Some cynologists believe the Dogue de Bordeaux to be the oldest native French dog breed, if for no other reason than its membership in the Molosser family (what some refer to as Mastiffs, Alaunts, or Dogues), one of the oldest of all dog types. That said, the precise origins of the breed is a mystery subject to speculation.
We do know that there was a time when the Dogue was classified into three varieties, each distinguishable from the other, but all unmistakably Dogues. They were the Parisian, the Toulouse and the Bordeaux, depending on the region of France from which they came, and the jobs they performed:
- The Parisian type was very similar to a Mastiff but with a bite that varied from a scissors bite to one with a 2.5 cm undershot bite, the scissors bite being its greatest difference, a dramatic difference from the drastic underbite of the other two varieties;
- The Toulouse type (or ‘dogue du Midi‘) had a big head but medium-sized muzzle. Its body was longer and lighter boned than the Bordeaux, it came in a wider variety of colors, and while heavier than the average of the breed, this variety was described as less muscular and resembling a Great Dane more than a Mastiff;
- The Bordeaux Dogue had a marked stop and was very similar to the ancient Dogue de Bordeaux. Dogues de Bordeaux of of the time also had cropped ears. It’s said to be the origin of today’s Dogue de Bordeaux.
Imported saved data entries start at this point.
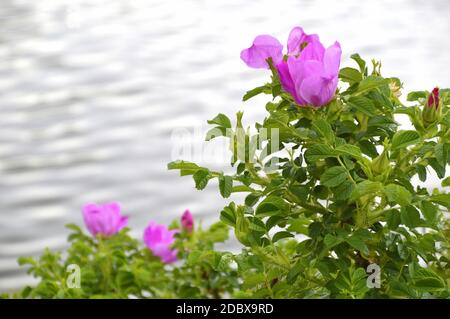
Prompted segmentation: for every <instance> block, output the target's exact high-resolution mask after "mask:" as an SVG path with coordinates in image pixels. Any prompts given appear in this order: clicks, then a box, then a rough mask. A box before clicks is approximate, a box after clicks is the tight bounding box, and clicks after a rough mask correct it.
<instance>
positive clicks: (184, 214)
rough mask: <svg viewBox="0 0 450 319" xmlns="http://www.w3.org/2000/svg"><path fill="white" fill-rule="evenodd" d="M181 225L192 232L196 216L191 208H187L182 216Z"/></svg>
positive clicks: (186, 231) (186, 230)
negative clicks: (192, 215) (187, 208)
mask: <svg viewBox="0 0 450 319" xmlns="http://www.w3.org/2000/svg"><path fill="white" fill-rule="evenodd" d="M181 226H182V228H183V230H185V231H186V232H188V233H190V232H192V229H193V228H194V217H193V216H192V213H191V212H190V211H189V209H186V210H185V211H184V213H183V215H182V216H181Z"/></svg>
The first French dog show took place in Paris in 1863 at the Jardin d’Acclimatation, and Dogues de Bordeaux made an appearance there (the winning Dogue was a bitch named “Magentas”). Early Dogue de Bordeaux breeders were faced with a challenge, however, given that there were three varieties of their breed and no breed standard. That came in 1896 when Le Dogue de Bordeaux was published under the joint effort of French breed authorities. The best breed traits of exhibited dogs over the preceding 20 years were considered, the eventual standard based heavily on the most numerous and supposedly purest Bordeaux variety.
The size of the breed’s head was kept to what would keep the dog athletic and able to work. The wide variety of colors found in the Toulouse type was eliminated and narrowed down to fawn, while the underbite of the non-Parisien variety was selected. A year later, the standard was revealed through a book by Henry de Bylants, “The Breeds of Dogs.”